200 recordings — 60% from our workshop partnership program (real faults recorded on iPhone at the bay), 30% from YouTube mechanic-channel clips with labelled root cause, 10% from AudioSet + DCASE2024 distractors. Every clip 16 kHz mono, 10-20 seconds, scrubbed of PII. If a clip was in training, it's excluded from this set.
Auscult run on-device.
Latest champion model from MLflow registry, inferred via the Core ML binding that ships in the iOS app. Top-1 prediction + confidence recorded for every clip. No fine-tuning on this set.
Seven mechanics, blind.
Each receives the 200 clips in randomised order via a private web viewer. They pick one fault family from a fixed 10-label taxonomy (9 fault classes + healthy). No retries, no backtracking, 24-hour window. €100 gift card + named attribution on the report.
Metrics published.
Top-1 accuracy, top-3 accuracy, full 10×10 confusion matrix with per-class precision/recall/F1, confidence calibration (ECE), and pairwise Cohen's κ + Fleiss' κ across the mechanic panel. Everything in the report PDF.
Dataset composition
200 extraits, 10 classes, une seule distribution.

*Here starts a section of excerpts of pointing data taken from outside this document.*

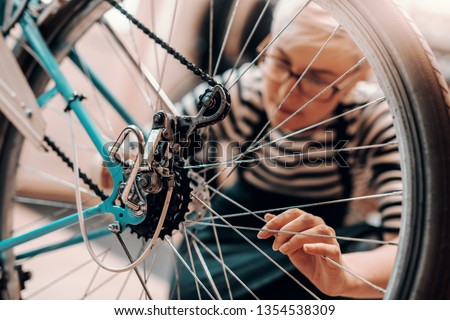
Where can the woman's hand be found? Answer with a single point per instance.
(306, 240)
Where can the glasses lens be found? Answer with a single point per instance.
(275, 69)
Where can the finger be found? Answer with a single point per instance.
(322, 249)
(304, 222)
(264, 234)
(313, 235)
(279, 221)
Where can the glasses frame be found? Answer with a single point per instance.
(291, 74)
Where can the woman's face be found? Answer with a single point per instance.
(282, 67)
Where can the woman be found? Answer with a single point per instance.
(320, 68)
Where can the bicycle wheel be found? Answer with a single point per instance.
(418, 101)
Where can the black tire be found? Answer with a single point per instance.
(418, 97)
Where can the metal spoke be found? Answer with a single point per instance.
(362, 240)
(227, 33)
(187, 267)
(275, 37)
(295, 155)
(250, 36)
(188, 245)
(376, 101)
(206, 270)
(136, 270)
(370, 284)
(220, 260)
(148, 76)
(65, 275)
(302, 206)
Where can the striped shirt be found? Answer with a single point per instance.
(305, 163)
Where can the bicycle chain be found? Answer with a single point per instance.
(170, 50)
(183, 60)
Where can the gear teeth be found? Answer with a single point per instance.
(176, 212)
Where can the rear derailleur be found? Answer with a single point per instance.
(155, 185)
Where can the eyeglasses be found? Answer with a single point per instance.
(311, 85)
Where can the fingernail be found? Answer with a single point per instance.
(284, 248)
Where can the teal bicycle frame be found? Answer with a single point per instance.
(123, 216)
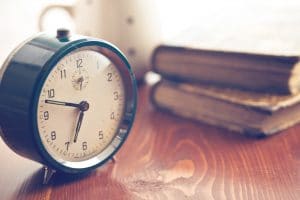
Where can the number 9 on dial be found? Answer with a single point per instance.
(66, 102)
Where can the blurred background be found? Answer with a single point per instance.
(159, 20)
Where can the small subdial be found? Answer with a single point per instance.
(80, 79)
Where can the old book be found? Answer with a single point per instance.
(245, 112)
(258, 59)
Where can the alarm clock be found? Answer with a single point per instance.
(66, 101)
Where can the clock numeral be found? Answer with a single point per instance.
(84, 146)
(53, 135)
(112, 115)
(46, 115)
(63, 74)
(67, 145)
(51, 93)
(100, 135)
(116, 96)
(79, 63)
(109, 77)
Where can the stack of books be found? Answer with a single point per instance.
(255, 91)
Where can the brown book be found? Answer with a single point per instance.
(238, 59)
(245, 112)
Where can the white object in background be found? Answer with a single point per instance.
(132, 25)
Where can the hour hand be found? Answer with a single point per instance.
(62, 103)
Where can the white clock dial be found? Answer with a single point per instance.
(87, 78)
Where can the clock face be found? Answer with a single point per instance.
(80, 106)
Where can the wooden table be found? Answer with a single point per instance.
(166, 157)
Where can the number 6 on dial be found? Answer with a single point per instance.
(66, 102)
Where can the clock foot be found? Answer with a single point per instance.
(48, 172)
(113, 159)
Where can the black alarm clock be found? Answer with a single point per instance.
(67, 102)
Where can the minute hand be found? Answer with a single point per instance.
(62, 103)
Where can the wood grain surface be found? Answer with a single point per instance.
(166, 157)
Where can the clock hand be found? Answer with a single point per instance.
(78, 126)
(61, 103)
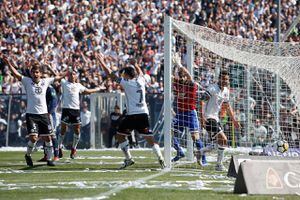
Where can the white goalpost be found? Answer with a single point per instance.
(264, 84)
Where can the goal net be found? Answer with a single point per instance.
(264, 85)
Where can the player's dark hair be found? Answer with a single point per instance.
(130, 71)
(35, 67)
(223, 73)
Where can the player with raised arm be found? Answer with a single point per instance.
(137, 116)
(37, 118)
(71, 90)
(216, 97)
(185, 92)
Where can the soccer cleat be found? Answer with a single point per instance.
(28, 160)
(73, 153)
(201, 160)
(127, 163)
(220, 167)
(55, 158)
(162, 163)
(44, 159)
(60, 153)
(179, 155)
(50, 163)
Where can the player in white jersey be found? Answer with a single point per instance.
(137, 116)
(37, 119)
(216, 97)
(71, 90)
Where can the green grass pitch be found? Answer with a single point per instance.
(95, 175)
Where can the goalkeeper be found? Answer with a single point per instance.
(185, 91)
(217, 97)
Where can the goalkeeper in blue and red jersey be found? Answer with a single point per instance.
(185, 92)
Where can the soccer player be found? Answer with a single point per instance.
(52, 102)
(137, 116)
(37, 119)
(71, 109)
(185, 92)
(217, 97)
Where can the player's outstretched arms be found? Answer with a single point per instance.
(90, 91)
(137, 67)
(11, 67)
(231, 113)
(106, 69)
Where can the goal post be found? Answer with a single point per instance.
(264, 82)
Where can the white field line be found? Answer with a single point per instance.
(135, 183)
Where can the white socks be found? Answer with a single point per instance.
(156, 151)
(48, 150)
(76, 139)
(30, 147)
(220, 155)
(60, 140)
(125, 148)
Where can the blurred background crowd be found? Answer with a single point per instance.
(68, 33)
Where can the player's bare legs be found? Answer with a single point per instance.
(155, 148)
(76, 138)
(61, 137)
(201, 158)
(31, 145)
(222, 143)
(124, 145)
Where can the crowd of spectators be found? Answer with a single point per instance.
(67, 33)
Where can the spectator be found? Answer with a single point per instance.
(260, 133)
(85, 116)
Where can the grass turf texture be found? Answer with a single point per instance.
(95, 173)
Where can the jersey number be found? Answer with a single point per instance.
(141, 95)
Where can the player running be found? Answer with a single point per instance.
(137, 116)
(185, 92)
(216, 97)
(71, 90)
(37, 119)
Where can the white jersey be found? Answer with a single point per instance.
(36, 94)
(217, 97)
(70, 94)
(135, 92)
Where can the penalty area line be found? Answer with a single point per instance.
(105, 195)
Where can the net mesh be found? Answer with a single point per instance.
(252, 67)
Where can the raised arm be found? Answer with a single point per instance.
(136, 67)
(106, 69)
(12, 68)
(90, 91)
(186, 73)
(231, 114)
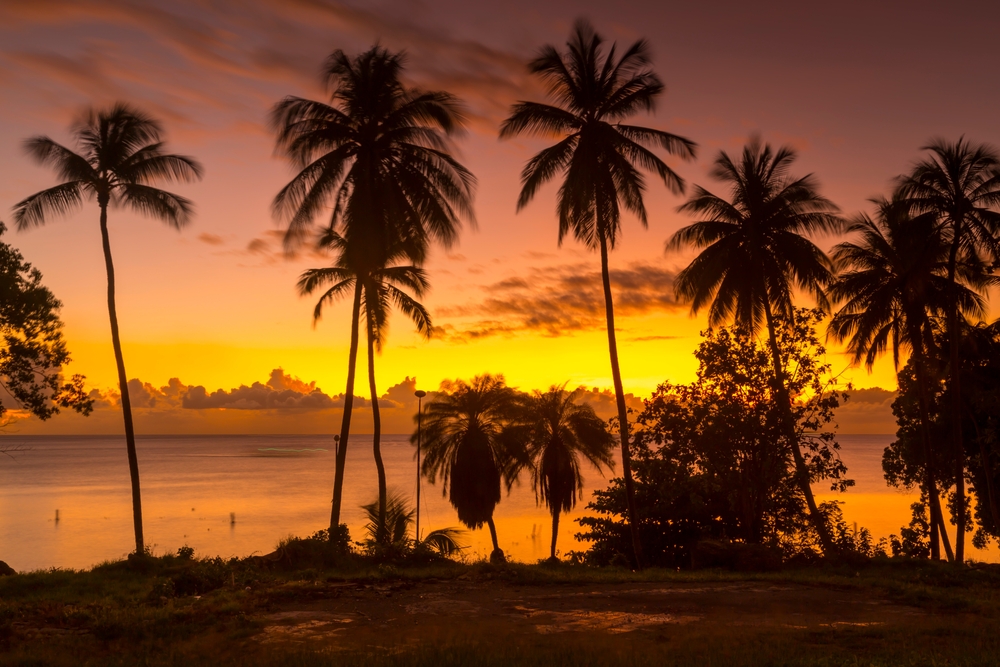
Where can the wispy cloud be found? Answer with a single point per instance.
(557, 300)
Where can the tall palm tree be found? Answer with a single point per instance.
(463, 444)
(892, 281)
(378, 155)
(558, 431)
(754, 254)
(377, 290)
(121, 154)
(600, 157)
(960, 182)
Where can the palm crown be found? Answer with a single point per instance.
(120, 154)
(381, 288)
(378, 153)
(754, 248)
(891, 281)
(960, 182)
(557, 432)
(462, 441)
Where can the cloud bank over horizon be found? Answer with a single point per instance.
(286, 404)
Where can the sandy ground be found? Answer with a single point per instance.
(358, 616)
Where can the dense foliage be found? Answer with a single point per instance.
(32, 349)
(711, 461)
(904, 461)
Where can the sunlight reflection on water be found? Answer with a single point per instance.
(281, 485)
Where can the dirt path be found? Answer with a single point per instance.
(358, 616)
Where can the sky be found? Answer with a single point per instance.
(212, 311)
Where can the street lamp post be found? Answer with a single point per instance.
(420, 395)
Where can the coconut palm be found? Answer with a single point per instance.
(754, 254)
(121, 154)
(376, 291)
(892, 282)
(378, 156)
(601, 159)
(463, 444)
(390, 526)
(558, 431)
(960, 182)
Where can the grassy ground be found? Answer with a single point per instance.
(184, 612)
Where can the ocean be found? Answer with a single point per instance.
(65, 502)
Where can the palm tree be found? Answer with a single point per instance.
(389, 528)
(121, 153)
(754, 255)
(960, 182)
(464, 446)
(600, 157)
(558, 431)
(892, 282)
(377, 155)
(376, 290)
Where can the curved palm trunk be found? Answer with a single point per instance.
(345, 424)
(616, 375)
(383, 530)
(133, 460)
(938, 529)
(555, 531)
(785, 404)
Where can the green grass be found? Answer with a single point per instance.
(173, 611)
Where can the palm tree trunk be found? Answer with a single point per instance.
(785, 404)
(345, 424)
(616, 375)
(133, 460)
(555, 531)
(383, 530)
(956, 433)
(493, 533)
(938, 529)
(985, 461)
(954, 335)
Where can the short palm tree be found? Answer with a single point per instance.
(376, 292)
(754, 254)
(892, 281)
(600, 157)
(960, 183)
(463, 444)
(558, 431)
(121, 153)
(378, 156)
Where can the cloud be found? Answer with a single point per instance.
(185, 57)
(211, 239)
(867, 411)
(556, 301)
(280, 392)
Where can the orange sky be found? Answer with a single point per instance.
(856, 88)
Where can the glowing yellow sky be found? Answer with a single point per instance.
(215, 305)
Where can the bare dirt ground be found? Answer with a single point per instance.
(353, 616)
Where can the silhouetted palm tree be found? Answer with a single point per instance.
(600, 158)
(377, 155)
(892, 281)
(558, 431)
(960, 182)
(376, 291)
(463, 445)
(121, 155)
(754, 255)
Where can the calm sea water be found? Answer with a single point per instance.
(278, 486)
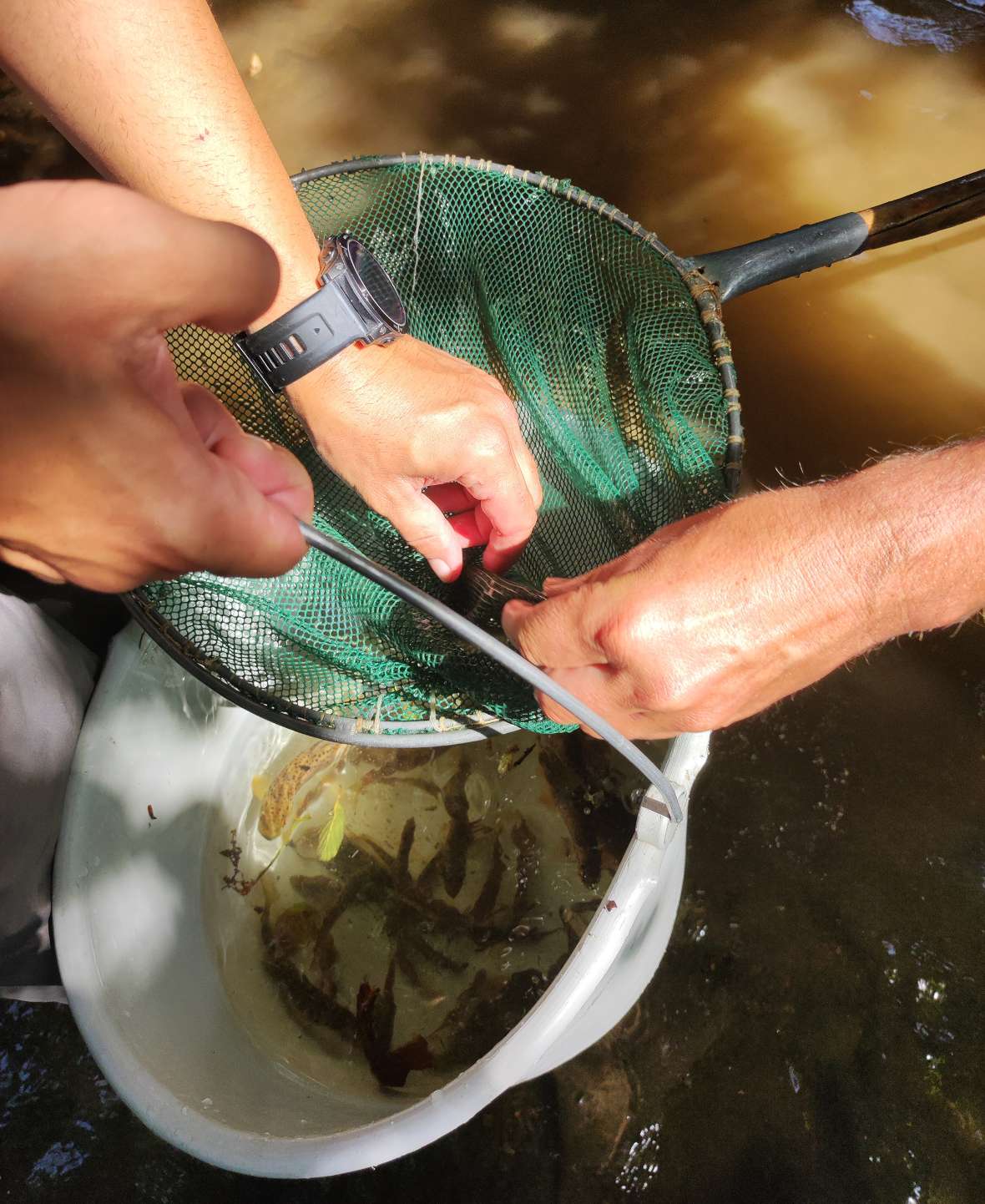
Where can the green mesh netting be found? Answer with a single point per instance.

| Fault family | Clips | Share |
|---|---|---|
| Wheel bearing | 40 | 20.0% |
| Serpentine belt | 30 | 15.0% |
| Engine knock | 25 | 12.5% |
| Cylinder misfire | 25 | 12.5% |
| CV joint | 20 | 10.0% |
| Suspension / strut | 20 | 10.0% |
| Brake pad grinding | 15 | 7.5% |
| Turbo whistle | 15 | 7.5% |
| Healthy (distractor) | 10 | 5.0% |
| Total | 200 | 100% |
Reproducibility
Inspecte chaque extrait, chaque prédiction.
The dataset, the protocol and the raw scoring are public. Anyone can re-run the mechanic panel against different raters, replay Auscult on their own hardware, or challenge any of the labels. We made this deliberately auditable so the headline number carries weight.
- 200-clip dataset with ground-truth labels (CC BY 4.0)
- Protocol + rater portal source code
- Per-clip Auscult prediction + confidence scores
- Per-rater per-clip scoring (anonymised as P1–P7)
- Analysis notebook producing every chart in the report
Disclosure
Mechanics on the panel were recruited from Auscult workshop partners. To surface any selection bias, a second blind panel recruited from r/MechanicAdvice (7 raters, no prior relationship with Auscult) scored a subset of 50 clips. Results were within 2 percentage points of the partner panel. Methodology and raw scoring for both panels are in the report.